Updated on July 2, 2013

It's Not Easy

Who said it better than Kermit the Frog, when he said, "It's not easy being green." I find it especially hard to be green while living in a throw-away world. I've often wondered if things (such as kitchen appliances) are made with a self-destruction program built into them; programmed to self destruct on a predetermined date (like the day after the warranty is over). Unfortunately most of us find, when an appliance fails, it is much less expensive to just replace it rather than to fix it. Who spends money these days to fix a gas grill? I for one, am trying my best to get back to the green, fixing era and get out of the throw-away era.

Finding New Ways

I am trying to find new ways to reduce my carbon footprint. I admit sometimes my changes are spurred strictly by the high cost of something. For example: I went to BJ's to purchase paper towels. I am smart enough to realize the "select-a-size" are only a good buy if you use one at a time. If using two at a time, they are actually bigger than one of the originals and thereby more costly. That was a good marketing ploy, perhaps even better than the razor theory. Make the consumer think that two equals one when in reality it does not.  I've noticed the price of paper towels creeping up in the last few years as has the price of just about everything.  When I went to buy them, I almost fell over at the price of $19.99 for a package that only included 12 rolls. Yikes! $1.67 per roll and it seemed we were using close to two rolls per week. (The rolls are MUCH smaller than they used to be.)
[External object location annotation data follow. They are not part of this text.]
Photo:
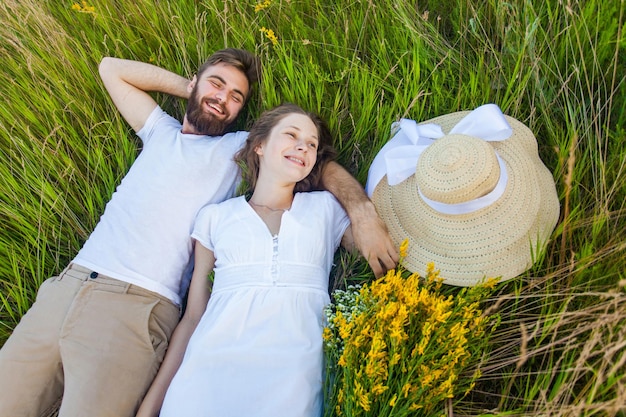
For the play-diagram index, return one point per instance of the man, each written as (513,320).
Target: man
(97,333)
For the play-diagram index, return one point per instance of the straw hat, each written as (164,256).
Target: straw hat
(475,206)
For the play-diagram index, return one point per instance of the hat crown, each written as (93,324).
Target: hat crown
(456,169)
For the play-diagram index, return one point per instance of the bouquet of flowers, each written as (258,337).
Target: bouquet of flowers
(400,346)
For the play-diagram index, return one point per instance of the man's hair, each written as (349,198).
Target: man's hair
(248,160)
(243,60)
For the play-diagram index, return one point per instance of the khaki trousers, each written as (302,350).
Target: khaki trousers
(94,341)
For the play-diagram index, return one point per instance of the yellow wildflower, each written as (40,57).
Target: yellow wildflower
(379,389)
(262,5)
(404,247)
(327,334)
(415,407)
(84,8)
(405,389)
(269,34)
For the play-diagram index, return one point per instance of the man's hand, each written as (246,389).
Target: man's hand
(373,241)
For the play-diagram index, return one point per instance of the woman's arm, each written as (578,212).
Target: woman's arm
(369,232)
(199,293)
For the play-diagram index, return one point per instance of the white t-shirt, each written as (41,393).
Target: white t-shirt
(143,237)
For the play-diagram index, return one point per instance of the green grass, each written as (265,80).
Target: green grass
(557,66)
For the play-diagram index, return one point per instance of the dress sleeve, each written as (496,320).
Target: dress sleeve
(204,224)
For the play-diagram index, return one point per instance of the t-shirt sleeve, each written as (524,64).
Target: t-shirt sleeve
(156,119)
(204,226)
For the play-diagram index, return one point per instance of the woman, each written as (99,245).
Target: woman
(252,344)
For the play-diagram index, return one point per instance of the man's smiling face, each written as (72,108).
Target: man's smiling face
(216,98)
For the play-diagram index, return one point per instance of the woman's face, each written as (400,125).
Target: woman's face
(290,151)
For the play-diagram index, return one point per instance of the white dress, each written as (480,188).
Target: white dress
(257,351)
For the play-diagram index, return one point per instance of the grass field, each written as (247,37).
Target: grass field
(556,65)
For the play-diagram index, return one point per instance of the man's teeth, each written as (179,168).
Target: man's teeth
(299,161)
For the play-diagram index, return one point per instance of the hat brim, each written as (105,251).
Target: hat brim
(500,240)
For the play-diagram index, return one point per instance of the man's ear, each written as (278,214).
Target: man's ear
(192,84)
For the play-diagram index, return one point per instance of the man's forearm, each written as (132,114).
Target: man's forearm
(129,83)
(369,231)
(145,76)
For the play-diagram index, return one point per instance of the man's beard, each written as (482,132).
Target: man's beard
(205,123)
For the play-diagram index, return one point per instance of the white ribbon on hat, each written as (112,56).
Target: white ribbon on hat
(398,158)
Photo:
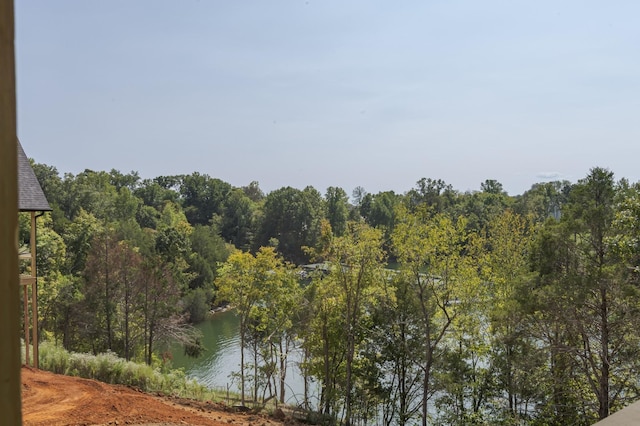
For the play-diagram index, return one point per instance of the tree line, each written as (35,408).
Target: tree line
(431,306)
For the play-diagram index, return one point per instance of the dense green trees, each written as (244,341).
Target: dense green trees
(432,306)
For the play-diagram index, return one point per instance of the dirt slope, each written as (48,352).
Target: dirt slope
(51,399)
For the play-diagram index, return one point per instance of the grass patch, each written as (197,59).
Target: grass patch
(109,368)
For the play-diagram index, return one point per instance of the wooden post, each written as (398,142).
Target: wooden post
(34,290)
(10,408)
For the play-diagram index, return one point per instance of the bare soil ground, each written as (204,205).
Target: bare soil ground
(50,399)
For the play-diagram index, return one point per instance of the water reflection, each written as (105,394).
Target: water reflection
(221,358)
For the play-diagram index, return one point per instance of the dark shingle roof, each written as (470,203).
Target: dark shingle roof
(30,195)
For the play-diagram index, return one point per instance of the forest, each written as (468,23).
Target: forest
(433,306)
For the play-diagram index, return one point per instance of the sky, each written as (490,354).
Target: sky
(376,94)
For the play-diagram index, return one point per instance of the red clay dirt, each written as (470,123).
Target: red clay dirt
(51,399)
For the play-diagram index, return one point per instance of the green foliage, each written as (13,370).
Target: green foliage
(500,310)
(107,367)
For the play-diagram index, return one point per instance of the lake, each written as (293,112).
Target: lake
(221,358)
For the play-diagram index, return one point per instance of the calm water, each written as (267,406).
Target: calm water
(221,357)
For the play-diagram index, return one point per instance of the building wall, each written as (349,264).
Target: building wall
(9,297)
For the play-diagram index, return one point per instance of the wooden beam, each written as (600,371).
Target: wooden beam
(10,408)
(34,291)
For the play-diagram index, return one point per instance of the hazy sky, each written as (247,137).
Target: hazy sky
(343,93)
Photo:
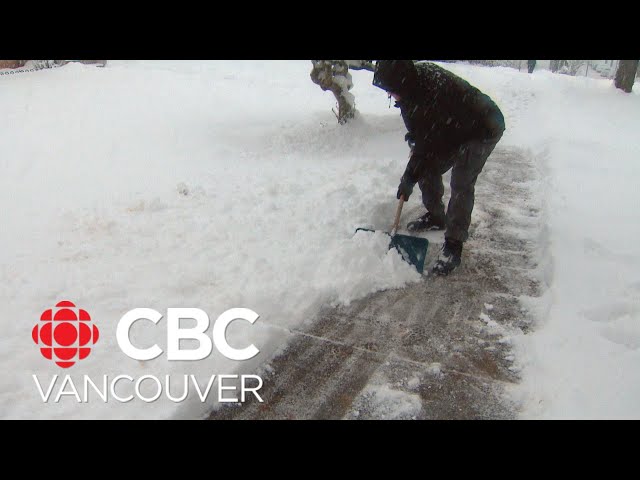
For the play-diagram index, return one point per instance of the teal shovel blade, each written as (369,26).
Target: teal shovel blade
(412,249)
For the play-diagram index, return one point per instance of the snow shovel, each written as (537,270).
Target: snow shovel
(412,249)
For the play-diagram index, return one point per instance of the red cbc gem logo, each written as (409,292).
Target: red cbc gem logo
(66,334)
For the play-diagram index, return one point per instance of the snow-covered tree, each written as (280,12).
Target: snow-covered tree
(334,76)
(625,74)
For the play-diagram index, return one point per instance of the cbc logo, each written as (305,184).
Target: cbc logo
(65,333)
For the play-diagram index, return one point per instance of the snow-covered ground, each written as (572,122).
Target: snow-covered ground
(229,184)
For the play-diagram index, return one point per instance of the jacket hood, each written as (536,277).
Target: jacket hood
(396,76)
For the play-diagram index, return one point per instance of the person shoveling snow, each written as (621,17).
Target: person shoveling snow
(451,125)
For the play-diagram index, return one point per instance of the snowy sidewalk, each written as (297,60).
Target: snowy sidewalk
(439,349)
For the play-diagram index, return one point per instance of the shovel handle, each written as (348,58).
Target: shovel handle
(398,213)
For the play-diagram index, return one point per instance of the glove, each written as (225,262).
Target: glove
(405,188)
(410,140)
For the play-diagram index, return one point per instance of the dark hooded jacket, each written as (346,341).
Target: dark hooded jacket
(440,110)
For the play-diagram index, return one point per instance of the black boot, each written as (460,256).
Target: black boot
(425,223)
(449,257)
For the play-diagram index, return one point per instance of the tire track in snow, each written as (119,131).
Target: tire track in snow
(433,350)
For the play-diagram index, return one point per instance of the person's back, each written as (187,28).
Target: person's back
(451,125)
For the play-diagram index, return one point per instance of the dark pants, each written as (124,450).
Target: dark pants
(466,164)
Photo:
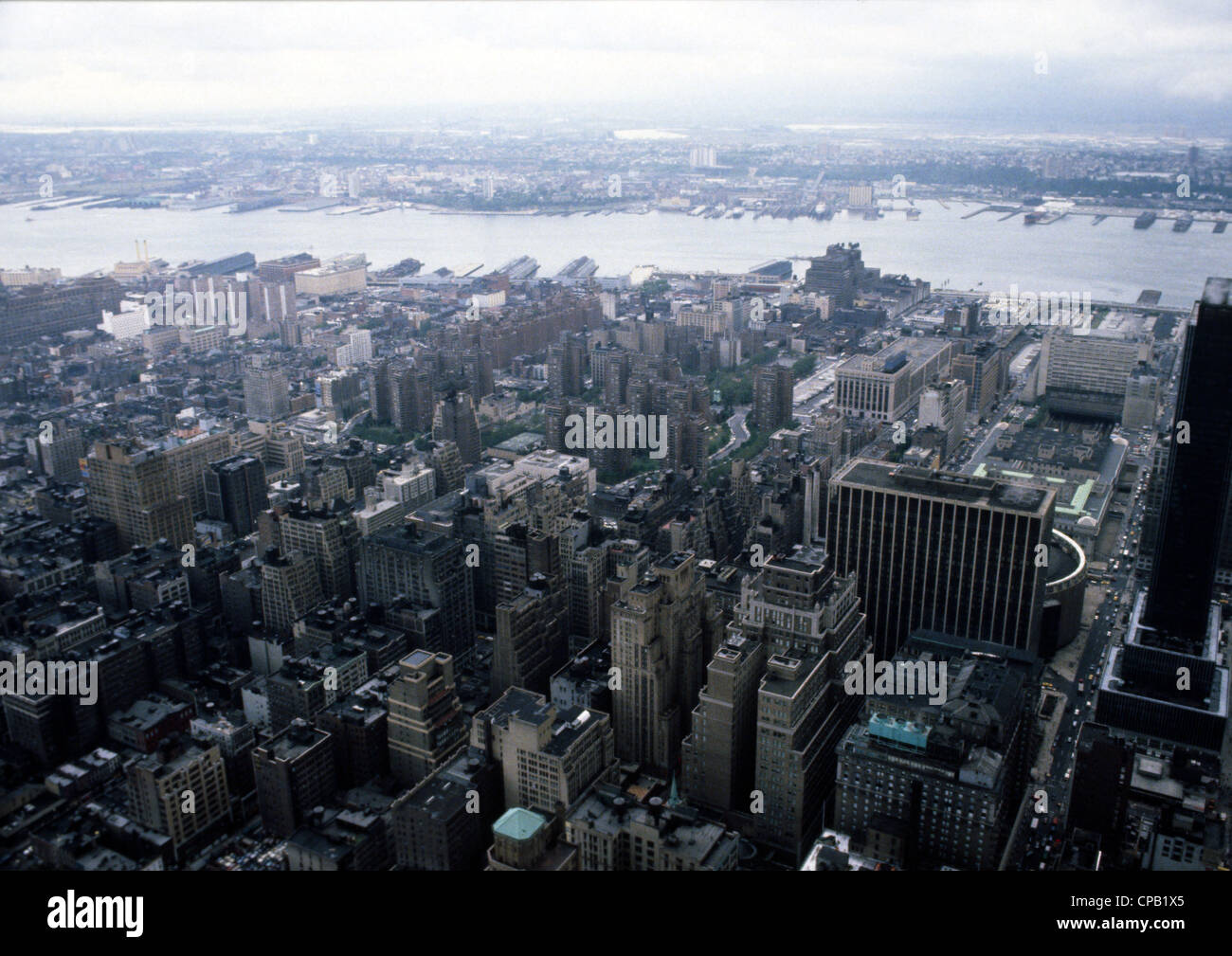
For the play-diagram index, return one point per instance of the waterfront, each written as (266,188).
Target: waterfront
(1112,261)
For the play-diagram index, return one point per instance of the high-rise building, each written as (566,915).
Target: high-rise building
(1199,471)
(295,772)
(717,757)
(180,790)
(944,406)
(771,397)
(134,488)
(456,421)
(614,832)
(429,570)
(943,552)
(1100,787)
(1087,374)
(885,386)
(837,274)
(31,311)
(549,757)
(61,451)
(235,492)
(658,656)
(531,640)
(290,587)
(947,778)
(266,394)
(1169,679)
(426,725)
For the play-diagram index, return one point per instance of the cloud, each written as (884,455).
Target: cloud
(118,61)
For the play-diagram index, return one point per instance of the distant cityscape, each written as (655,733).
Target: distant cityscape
(320,559)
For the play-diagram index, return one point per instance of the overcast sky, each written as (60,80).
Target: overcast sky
(1108,64)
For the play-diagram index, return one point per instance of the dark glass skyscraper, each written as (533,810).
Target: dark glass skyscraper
(1196,485)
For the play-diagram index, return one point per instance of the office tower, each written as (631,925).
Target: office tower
(189,460)
(717,757)
(410,484)
(340,392)
(702,158)
(306,685)
(948,778)
(885,386)
(614,831)
(426,725)
(549,757)
(1141,399)
(29,312)
(266,394)
(235,492)
(658,653)
(962,319)
(944,406)
(402,397)
(1196,485)
(329,536)
(447,466)
(435,825)
(567,366)
(771,397)
(283,270)
(943,552)
(180,790)
(358,727)
(456,421)
(982,369)
(1087,374)
(290,587)
(295,772)
(518,554)
(531,640)
(61,454)
(809,622)
(528,840)
(132,487)
(837,274)
(429,570)
(1169,680)
(1100,786)
(234,737)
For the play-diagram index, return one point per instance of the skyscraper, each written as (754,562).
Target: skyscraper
(266,394)
(430,571)
(657,652)
(456,421)
(1169,679)
(950,553)
(771,397)
(235,492)
(134,488)
(1196,485)
(426,725)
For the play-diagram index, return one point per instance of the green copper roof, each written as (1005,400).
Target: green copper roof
(517,823)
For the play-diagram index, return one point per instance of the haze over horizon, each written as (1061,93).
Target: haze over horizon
(1108,65)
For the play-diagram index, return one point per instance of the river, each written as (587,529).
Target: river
(1110,262)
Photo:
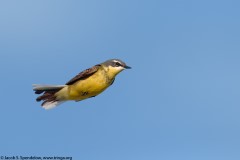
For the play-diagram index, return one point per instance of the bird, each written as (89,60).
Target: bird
(87,84)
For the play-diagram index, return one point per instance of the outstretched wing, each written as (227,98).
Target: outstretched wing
(84,74)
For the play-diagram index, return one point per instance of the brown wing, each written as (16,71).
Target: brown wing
(84,74)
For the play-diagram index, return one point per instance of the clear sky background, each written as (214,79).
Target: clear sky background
(181,100)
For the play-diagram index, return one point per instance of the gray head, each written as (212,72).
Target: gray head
(116,63)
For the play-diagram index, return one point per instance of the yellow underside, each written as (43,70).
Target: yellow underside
(86,88)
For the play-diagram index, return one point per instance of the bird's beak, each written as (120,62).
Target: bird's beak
(127,67)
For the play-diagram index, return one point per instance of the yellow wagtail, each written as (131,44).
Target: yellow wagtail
(86,84)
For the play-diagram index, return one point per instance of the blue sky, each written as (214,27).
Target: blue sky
(179,102)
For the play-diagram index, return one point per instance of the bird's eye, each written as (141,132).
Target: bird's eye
(117,64)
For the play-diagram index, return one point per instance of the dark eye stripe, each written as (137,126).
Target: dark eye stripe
(118,64)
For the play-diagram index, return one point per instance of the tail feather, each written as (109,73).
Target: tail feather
(49,99)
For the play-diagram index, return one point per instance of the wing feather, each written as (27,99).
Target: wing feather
(84,74)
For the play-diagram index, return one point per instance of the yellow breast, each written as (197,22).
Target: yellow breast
(89,87)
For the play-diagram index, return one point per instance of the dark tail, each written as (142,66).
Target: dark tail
(48,97)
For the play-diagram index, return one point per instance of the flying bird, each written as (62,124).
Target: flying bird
(88,83)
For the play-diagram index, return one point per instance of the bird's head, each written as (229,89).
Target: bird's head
(114,66)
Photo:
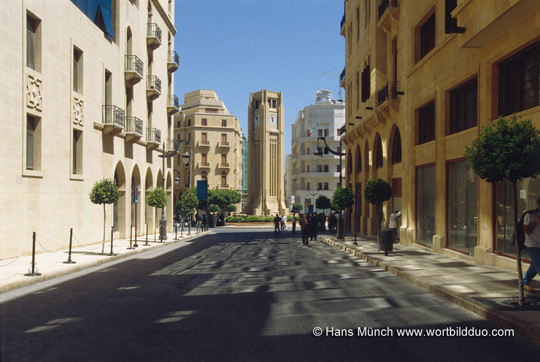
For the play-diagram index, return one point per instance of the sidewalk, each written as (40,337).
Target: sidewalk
(51,264)
(485,290)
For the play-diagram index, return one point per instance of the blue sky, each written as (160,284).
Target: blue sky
(240,46)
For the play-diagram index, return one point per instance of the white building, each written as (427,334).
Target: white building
(87,94)
(311,175)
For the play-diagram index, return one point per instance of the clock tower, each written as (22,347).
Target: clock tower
(266,179)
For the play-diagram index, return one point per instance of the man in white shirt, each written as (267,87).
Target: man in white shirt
(531,226)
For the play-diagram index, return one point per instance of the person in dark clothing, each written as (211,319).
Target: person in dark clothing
(277,225)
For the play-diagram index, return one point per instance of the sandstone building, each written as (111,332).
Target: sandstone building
(88,94)
(266,182)
(213,137)
(421,78)
(311,175)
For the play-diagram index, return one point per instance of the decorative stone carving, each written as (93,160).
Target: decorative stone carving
(78,111)
(33,93)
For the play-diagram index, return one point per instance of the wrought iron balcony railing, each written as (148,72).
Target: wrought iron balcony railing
(113,115)
(134,64)
(154,32)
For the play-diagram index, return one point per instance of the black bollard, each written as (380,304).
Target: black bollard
(33,273)
(69,261)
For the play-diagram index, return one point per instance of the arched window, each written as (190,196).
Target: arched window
(396,147)
(378,155)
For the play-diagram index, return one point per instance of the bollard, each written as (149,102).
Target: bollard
(69,261)
(34,273)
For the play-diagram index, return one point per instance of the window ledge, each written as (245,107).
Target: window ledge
(33,173)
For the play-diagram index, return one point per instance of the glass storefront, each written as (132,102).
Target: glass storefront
(528,191)
(462,231)
(425,205)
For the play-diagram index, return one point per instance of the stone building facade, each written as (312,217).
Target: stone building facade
(266,182)
(88,94)
(213,137)
(421,78)
(312,174)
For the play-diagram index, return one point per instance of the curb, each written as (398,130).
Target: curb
(106,259)
(500,318)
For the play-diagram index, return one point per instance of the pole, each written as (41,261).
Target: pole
(33,273)
(69,261)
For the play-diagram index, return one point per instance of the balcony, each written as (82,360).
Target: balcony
(173,105)
(134,128)
(173,61)
(153,87)
(113,119)
(153,137)
(153,35)
(388,14)
(133,69)
(387,98)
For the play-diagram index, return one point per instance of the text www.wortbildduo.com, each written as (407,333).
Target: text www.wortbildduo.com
(411,332)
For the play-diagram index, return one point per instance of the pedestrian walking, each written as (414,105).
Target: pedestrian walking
(531,226)
(304,228)
(277,225)
(394,223)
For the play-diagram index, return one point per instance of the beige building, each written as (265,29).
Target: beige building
(87,94)
(266,122)
(213,137)
(421,78)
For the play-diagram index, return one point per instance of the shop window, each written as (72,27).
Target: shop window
(426,123)
(462,233)
(464,107)
(519,81)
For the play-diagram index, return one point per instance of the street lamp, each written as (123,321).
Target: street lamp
(185,156)
(340,154)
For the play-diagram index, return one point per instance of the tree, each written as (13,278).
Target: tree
(104,192)
(156,198)
(376,192)
(343,198)
(297,208)
(508,148)
(322,202)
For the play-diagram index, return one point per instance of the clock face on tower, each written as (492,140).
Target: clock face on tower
(272,120)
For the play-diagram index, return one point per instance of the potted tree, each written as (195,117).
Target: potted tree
(376,192)
(104,192)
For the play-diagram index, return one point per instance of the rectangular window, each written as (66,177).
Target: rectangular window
(77,153)
(519,81)
(77,71)
(427,36)
(462,207)
(33,143)
(426,123)
(33,43)
(425,205)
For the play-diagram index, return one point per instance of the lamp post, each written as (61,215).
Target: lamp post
(185,156)
(337,153)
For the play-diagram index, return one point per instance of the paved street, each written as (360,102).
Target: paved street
(243,296)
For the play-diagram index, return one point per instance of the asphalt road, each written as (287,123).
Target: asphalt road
(243,295)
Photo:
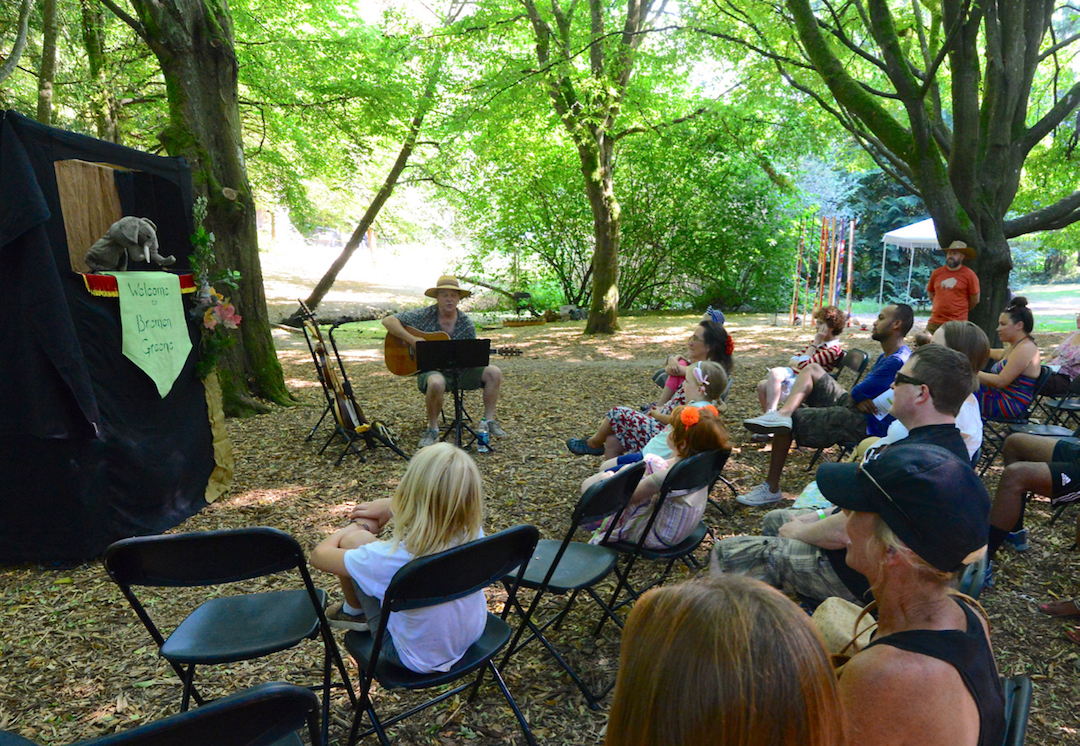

I'm neurotic in the kitchen when it comes to cleanliness. I wash my fruits and vegetables and dry them with a paper towel. I'm constantly washing my hands and drying them with a paper towel. Well, not any more. While at BJ's, I walked over to the automotive department and found they had 40 microfiber detailing cloths for $14.99. "Hmmm," I said to myself, "I'd be saving $5.00 and could I manage to use these instead of a paper towel? Could I get myself into the habit of grabbing one of these instead?" I knew the only way it would work, would be to place them directly under the papertowel roll so I would see them as I automatically reached for a paper towel. I am happy to say it worked.  For 6 weeks I used the microfiber. The only problem - winter! Because our hands were dry from Old Man Winter, the microfiber stuck to our hands.

I had already saved $5.00 and decided it would make sense to replace the microfiber with white cotton washcloths. Wal-mart sells nine utility washcloths for $3.00. I purchased 4 packages for a total of $12.00 and 36 washcloths. It was a good move; the cotton works better and because I bought white they can be bleached if necessary. They can be found in Wal-mart's kitchen department and are marked "9-pack Utility Dishcloths".  I've saved the microfiber cloths to use for cleaning.

For my fruits and vegetables, I now use cotton flour-sack, non-terrycloth type towels - the same towels I use when rising bread. I use those towels only for food. I can wash lots of fruits and vegetables before the towel becomes saturated.

Saving Both Earth and Money

I'm proud to say that my last  *kitchen paper towel roll actually lasted for three weeks and my new habit of using cloth instead of paper towels is here to stay! Doing the math: I would have spent $174.72 per year on paper towels for the kitchen, I will be spending $30.24 per year now saving $147.48 per year minus the $26.99 I spent on the microfiber/cotton washcloths is a net savings of $120.49! Not only am I helping to save the environment, I'm saving money!

*I still use paper towels to clean my bathrooms. I don't know if I could ever change that. The thought of reusing a sponge or rag to clean a toilet...ewwww!

Did it Work? Two Years Later

Two years later, I am happy to say, this has worked great for my family. I was even able to move the pile of cloths into a less-conspicuous corner and away from the paper towel roll. I will admit it's time to purchase a new set of utility cloths; these will soon make it into my 'rag bag.' $12 for two years - I think I got my moneys worth!